Upon retiring he worked as a trainer for Arsenal’s reserve side. When WW11 broke out, he served as a lieutenant in the Royal Fusiliers; he died from erysipelas, while on duty at the age of 39. Herbie was the most famous of the nine Arsenal players who died during WW11.

6. Eddie Hapgood: 1927-1945.

Eddie appeared in 440 games over an 18 year period, including WW11.

Eddie Hapgood Highbury web007He was born in Bristol. Eddie started his football career in the mid-1920s as an amateur playing in local football (while still employed as a milkman), after which he played for Kettering Town in the Southern League. In 1927 Herbert Chapman signed him for Arsenal at a fee of £950. He was so thin and fragile that Arsenal’s trainer Tom Whittaker forced him to take up weight training and to start eating meat, as he was a vegetarian. This turned to Eddie’s advantage outside of football as his new found muscular physique allowed him to supplement his minimum wage, as a footballer, by fashion modelling and advertising confectionary.

He made his Arsenal debut on 19 November 1927 against Birmingham City; initially he was used as backup for left back Horace Cope. Eddie had to wait until 1929 before he became a first team regular, after that he made the position his own, right up until the outbreak of WW11 in 1939. He played 35 or more matches in every season in that period and went on to succeed Alex James as Arsenal’s captain and he led the side to the League title in 1937-38, while personally winning five League titles and two FA Cups.

He was capped by England on 30 occasions making his debut in1930, and was England’s captain for 21 games including his first match which was the infamous “Battle of Highbury” against Italy in November 1934. Italy was the reigning World Champions at the time and England had declined to take part in the World Cup, so the match was billed as the “true” World Championship match.
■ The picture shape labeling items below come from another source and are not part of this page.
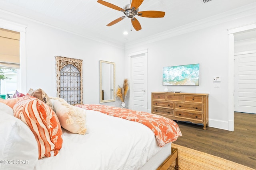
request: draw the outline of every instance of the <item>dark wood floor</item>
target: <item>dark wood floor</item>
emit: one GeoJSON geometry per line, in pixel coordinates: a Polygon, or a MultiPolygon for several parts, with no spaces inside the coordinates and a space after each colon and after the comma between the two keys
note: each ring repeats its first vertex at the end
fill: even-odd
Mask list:
{"type": "Polygon", "coordinates": [[[256,169],[256,114],[235,112],[233,132],[180,121],[177,145],[256,169]]]}

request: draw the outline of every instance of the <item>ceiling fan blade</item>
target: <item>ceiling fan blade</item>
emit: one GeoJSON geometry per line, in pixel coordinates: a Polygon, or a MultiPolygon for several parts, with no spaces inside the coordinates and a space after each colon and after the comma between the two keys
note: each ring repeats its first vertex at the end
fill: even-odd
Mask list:
{"type": "Polygon", "coordinates": [[[141,29],[141,25],[140,25],[140,24],[138,20],[134,17],[132,18],[131,18],[131,21],[132,21],[132,26],[133,26],[136,31],[139,31],[141,29]]]}
{"type": "Polygon", "coordinates": [[[124,18],[126,18],[126,17],[125,17],[124,16],[123,16],[122,17],[119,18],[118,19],[117,19],[116,20],[114,20],[112,22],[110,22],[106,26],[108,26],[109,27],[110,26],[113,25],[114,24],[117,23],[118,22],[119,22],[120,21],[122,21],[122,20],[123,20],[124,19],[124,18]]]}
{"type": "Polygon", "coordinates": [[[165,12],[158,11],[146,11],[138,12],[138,16],[143,17],[162,18],[164,16],[165,12]]]}
{"type": "Polygon", "coordinates": [[[136,9],[139,8],[139,6],[142,3],[144,0],[132,0],[131,4],[131,8],[134,8],[134,9],[136,9]]]}
{"type": "Polygon", "coordinates": [[[113,5],[112,4],[110,4],[110,3],[101,0],[98,0],[98,1],[97,1],[97,2],[100,4],[102,4],[102,5],[106,6],[108,7],[114,9],[114,10],[116,10],[118,11],[120,11],[122,12],[124,11],[124,10],[123,8],[118,7],[118,6],[116,6],[115,5],[113,5]]]}

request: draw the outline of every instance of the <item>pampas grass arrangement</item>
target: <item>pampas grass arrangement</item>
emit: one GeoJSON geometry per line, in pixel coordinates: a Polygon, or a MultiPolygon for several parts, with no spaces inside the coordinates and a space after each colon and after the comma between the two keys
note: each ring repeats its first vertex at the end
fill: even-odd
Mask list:
{"type": "Polygon", "coordinates": [[[127,95],[128,90],[129,90],[129,81],[128,79],[124,80],[124,83],[122,86],[118,86],[118,87],[116,90],[116,97],[119,98],[122,102],[124,102],[125,98],[127,95]]]}

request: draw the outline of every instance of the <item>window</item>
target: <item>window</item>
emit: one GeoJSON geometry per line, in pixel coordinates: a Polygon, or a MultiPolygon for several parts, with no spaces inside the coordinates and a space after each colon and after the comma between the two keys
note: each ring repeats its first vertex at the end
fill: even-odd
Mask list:
{"type": "Polygon", "coordinates": [[[8,98],[17,89],[20,39],[19,32],[0,28],[0,94],[8,98]]]}
{"type": "Polygon", "coordinates": [[[57,96],[72,105],[82,104],[82,60],[55,56],[57,96]]]}

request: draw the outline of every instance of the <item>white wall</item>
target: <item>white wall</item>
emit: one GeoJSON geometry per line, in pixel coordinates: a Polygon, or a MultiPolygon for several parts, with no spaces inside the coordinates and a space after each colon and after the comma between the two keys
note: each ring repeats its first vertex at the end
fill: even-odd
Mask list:
{"type": "MultiPolygon", "coordinates": [[[[228,129],[227,29],[256,22],[256,15],[234,16],[230,21],[158,41],[128,46],[126,60],[128,54],[148,49],[148,112],[151,112],[151,92],[163,92],[165,87],[162,85],[163,67],[200,63],[199,86],[169,86],[169,90],[209,94],[209,126],[228,129]],[[221,77],[220,88],[214,88],[214,76],[221,77]]],[[[126,71],[128,70],[126,68],[126,71]]],[[[128,72],[126,74],[128,75],[128,72]]]]}
{"type": "Polygon", "coordinates": [[[123,49],[9,14],[0,12],[0,19],[27,26],[26,91],[20,92],[41,88],[49,96],[56,96],[55,56],[83,60],[84,104],[99,104],[99,60],[115,63],[116,85],[122,82],[123,49]]]}

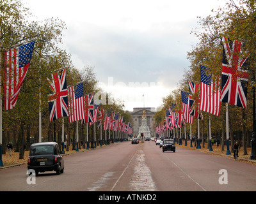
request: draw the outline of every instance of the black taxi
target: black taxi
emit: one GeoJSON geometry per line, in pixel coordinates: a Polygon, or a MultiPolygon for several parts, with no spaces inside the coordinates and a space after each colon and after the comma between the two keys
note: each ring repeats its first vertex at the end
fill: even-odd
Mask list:
{"type": "Polygon", "coordinates": [[[57,174],[64,171],[64,159],[56,142],[40,142],[30,146],[28,169],[38,172],[55,171],[57,174]]]}

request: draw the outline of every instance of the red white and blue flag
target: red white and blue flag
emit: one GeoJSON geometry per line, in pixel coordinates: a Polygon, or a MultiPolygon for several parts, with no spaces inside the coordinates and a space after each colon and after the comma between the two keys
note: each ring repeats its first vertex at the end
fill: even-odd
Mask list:
{"type": "Polygon", "coordinates": [[[48,79],[51,94],[48,96],[50,121],[68,116],[68,90],[67,89],[66,70],[63,69],[52,75],[48,79]]]}
{"type": "Polygon", "coordinates": [[[84,96],[85,109],[84,114],[85,119],[83,121],[84,123],[93,122],[93,93],[87,94],[84,96]]]}
{"type": "Polygon", "coordinates": [[[243,45],[223,38],[221,101],[246,108],[249,55],[243,56],[243,45]]]}
{"type": "Polygon", "coordinates": [[[200,66],[201,85],[200,110],[220,116],[220,89],[218,82],[212,82],[212,75],[209,68],[200,66]]]}
{"type": "Polygon", "coordinates": [[[16,104],[30,64],[34,45],[35,41],[4,51],[4,101],[6,110],[13,109],[16,104]]]}
{"type": "Polygon", "coordinates": [[[181,91],[181,100],[185,121],[188,123],[194,123],[194,117],[190,115],[189,94],[185,91],[181,91]]]}
{"type": "Polygon", "coordinates": [[[84,119],[83,83],[68,87],[69,122],[84,119]]]}

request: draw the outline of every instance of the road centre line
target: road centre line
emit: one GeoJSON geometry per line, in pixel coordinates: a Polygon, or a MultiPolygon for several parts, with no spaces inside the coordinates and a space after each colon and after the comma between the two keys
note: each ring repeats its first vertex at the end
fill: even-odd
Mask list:
{"type": "Polygon", "coordinates": [[[207,191],[202,186],[200,186],[197,182],[196,182],[191,177],[190,177],[188,173],[186,173],[180,167],[178,166],[174,161],[173,161],[171,159],[167,157],[166,155],[164,155],[167,159],[168,159],[174,165],[179,168],[179,170],[182,171],[188,177],[189,177],[193,182],[194,182],[196,185],[198,185],[200,188],[202,188],[204,191],[207,191]]]}
{"type": "Polygon", "coordinates": [[[128,164],[126,166],[124,170],[123,173],[121,174],[121,175],[119,177],[118,179],[117,179],[117,180],[116,181],[116,182],[115,183],[114,186],[112,187],[112,188],[111,189],[110,191],[113,191],[113,189],[116,187],[117,183],[119,182],[119,180],[120,180],[120,178],[122,178],[122,177],[123,176],[124,173],[125,172],[126,170],[127,169],[128,166],[130,165],[131,162],[132,161],[132,160],[133,159],[133,158],[134,157],[134,156],[136,155],[137,152],[138,150],[138,149],[140,149],[140,146],[138,147],[136,152],[133,154],[132,157],[131,157],[131,159],[130,159],[128,164]]]}

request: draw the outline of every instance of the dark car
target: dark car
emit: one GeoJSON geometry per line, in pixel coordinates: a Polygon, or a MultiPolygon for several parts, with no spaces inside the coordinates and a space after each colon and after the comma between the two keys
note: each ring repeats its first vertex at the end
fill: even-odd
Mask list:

The match was notoriously dirty, with many players sustaining injuries, including Hapgood who had his nose broken. England beat the Italians (who were reduced to ten men for most of the match) 3-2. He was also captain when the English team played Germany, in Berlin and were forced (under pressure from British diplomats) to give the Nazi salute before the match, England won 6-3.

When WW11 started, Eddie who was only 30 served in the Royal Air Force, while also playing for Arsenal and England in unofficial matches. During the war he fell out of favour with the Arsenal management and he was loaned out to Chelsea, eventually leaving under a dark cloud.

In 1945, he wrote one of the first football autobiographies, entitled “Football Ambassador”. After that he left football completely; he fell on hard times and wrote back to his old club Arsenal asking for financial assistance (as he had never been given a testimonial match) but the club only sent him £30. He spent his later years running YMCA hostels.

His 440 games place him tenth on the all time list.

He passed away on Good Friday 1973 aged 64 years.